This library is a fork of albfernandez/juniversalchardet, based on commit ff74981.
The purpose of this library is to detect the encoding of unknown encoded text.
Note: This library is in beta stage, and there may be breaking changes to the API in the future.
The main difference between this library and the upstream (and my motivation for creating this fork)
is that all APIs are based on ByteBuffer
instead of byte[]
, so this library can directly handle off-heap memory.
Of course, I've also provided byte[]
based shorthands for these APIs, so working with byte[]
isn't any more cumbersome.
In addition, I also did some cleaning up of the library.
The more important difference is that this library no longer uses String
to represent encoding,
instead DetectedCharset is used.
You can convert DetectedCharset to Java java.nio.charset.Charset
easily:
DetectedCharset result = UniversalDetector.detectCharset(Paths.get("testfile.txt"));
Charset charset = result != null ? result.getCharset() : StandardCharsets.UTF_8;
The reason for not using Charset
directly is that this library supports detection of some encodings that Java does not support (e.g. HZ-GB-2312
).
There are some other minor cleanups and fixes to this library.
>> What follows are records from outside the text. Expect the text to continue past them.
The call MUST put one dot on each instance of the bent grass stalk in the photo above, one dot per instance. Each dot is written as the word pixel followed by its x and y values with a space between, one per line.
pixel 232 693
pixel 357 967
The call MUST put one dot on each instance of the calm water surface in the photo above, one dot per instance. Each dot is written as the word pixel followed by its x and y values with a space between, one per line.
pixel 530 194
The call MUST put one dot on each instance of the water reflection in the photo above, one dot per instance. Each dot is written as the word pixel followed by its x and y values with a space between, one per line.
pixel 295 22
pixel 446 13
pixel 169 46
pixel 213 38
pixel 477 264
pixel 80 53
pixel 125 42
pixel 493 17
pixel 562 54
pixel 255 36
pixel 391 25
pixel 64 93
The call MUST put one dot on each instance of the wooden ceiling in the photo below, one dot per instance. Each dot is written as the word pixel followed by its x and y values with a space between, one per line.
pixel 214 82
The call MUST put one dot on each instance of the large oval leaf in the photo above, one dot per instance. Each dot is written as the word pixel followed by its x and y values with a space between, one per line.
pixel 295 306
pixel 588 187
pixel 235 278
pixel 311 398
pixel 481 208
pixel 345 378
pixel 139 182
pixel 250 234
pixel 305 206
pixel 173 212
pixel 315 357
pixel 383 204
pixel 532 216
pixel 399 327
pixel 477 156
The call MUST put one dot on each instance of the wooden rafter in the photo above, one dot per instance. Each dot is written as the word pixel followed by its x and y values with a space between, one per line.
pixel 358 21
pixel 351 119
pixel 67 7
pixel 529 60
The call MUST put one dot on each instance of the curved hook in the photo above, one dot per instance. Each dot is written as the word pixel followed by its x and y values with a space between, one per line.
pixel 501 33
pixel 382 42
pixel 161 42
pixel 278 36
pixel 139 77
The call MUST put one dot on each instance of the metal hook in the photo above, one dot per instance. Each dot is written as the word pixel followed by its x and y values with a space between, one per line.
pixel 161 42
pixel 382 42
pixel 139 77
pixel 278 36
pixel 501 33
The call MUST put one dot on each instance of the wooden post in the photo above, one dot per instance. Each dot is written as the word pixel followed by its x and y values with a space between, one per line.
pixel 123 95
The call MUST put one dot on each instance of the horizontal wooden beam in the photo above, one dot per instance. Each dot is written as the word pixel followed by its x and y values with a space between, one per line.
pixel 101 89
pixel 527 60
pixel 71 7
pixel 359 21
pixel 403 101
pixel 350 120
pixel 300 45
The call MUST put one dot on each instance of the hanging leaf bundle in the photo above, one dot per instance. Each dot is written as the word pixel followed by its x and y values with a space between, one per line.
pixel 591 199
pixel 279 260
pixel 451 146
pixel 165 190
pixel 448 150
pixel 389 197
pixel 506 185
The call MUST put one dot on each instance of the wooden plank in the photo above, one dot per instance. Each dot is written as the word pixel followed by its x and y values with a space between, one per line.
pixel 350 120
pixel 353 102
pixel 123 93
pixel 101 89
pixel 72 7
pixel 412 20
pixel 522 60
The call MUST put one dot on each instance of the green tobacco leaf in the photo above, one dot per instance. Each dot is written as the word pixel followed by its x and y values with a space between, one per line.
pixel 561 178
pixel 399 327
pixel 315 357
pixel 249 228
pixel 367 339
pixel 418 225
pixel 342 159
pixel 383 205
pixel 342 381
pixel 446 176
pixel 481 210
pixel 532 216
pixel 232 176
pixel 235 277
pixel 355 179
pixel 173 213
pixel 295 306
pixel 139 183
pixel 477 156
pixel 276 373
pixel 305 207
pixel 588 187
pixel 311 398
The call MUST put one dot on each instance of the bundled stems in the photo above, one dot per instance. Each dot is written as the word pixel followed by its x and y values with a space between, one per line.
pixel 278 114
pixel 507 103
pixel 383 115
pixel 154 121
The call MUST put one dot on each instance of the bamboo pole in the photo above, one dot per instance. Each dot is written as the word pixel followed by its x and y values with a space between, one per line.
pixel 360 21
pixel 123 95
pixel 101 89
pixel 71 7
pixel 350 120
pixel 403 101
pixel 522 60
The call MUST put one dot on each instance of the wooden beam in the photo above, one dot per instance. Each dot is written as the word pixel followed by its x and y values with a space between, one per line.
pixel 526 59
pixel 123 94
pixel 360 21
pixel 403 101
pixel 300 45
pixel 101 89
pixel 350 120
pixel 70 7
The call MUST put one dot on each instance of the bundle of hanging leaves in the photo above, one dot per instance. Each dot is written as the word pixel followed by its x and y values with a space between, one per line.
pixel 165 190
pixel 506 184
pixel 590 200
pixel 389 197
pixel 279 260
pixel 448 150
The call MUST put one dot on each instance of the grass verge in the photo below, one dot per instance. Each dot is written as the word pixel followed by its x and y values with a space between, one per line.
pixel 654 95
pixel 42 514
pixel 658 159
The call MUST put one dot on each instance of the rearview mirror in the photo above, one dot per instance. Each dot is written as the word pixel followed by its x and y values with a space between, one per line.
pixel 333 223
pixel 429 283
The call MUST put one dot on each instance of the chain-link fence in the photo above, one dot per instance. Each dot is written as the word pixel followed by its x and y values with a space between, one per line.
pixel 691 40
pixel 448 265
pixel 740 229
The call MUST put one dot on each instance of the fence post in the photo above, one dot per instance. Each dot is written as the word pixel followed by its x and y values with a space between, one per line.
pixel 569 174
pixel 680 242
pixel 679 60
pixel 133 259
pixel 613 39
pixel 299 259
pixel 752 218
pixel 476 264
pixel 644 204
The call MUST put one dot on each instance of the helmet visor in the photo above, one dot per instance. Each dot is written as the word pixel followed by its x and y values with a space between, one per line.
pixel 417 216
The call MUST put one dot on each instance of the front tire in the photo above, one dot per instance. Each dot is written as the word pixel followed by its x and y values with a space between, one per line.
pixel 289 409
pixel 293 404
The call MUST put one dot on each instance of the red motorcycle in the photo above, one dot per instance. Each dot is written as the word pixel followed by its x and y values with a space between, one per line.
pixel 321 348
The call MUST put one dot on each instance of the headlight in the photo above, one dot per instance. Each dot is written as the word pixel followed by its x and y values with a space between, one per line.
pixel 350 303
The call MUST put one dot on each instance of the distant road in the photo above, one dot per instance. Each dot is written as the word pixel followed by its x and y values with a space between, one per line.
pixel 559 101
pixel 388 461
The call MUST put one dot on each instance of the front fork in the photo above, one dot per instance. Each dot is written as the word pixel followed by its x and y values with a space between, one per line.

I plan to submit some patches to upstream in the future.
Maven:
<dependency>
<groupId>org.glavo</groupId>
<artifactId>chardet</artifactId>
<version>2.4.0-beta1</version>
</dependency>
Gradle:
implementation("org.glavo:chardet:2.4.0-beta1")
The library is subject to the Mozilla Public License Version 1.1.
Alternatively, the library may be used under the terms of either the GNU General Public License Version 2 or later, or the GNU Lesser General Public License 2.1 or later.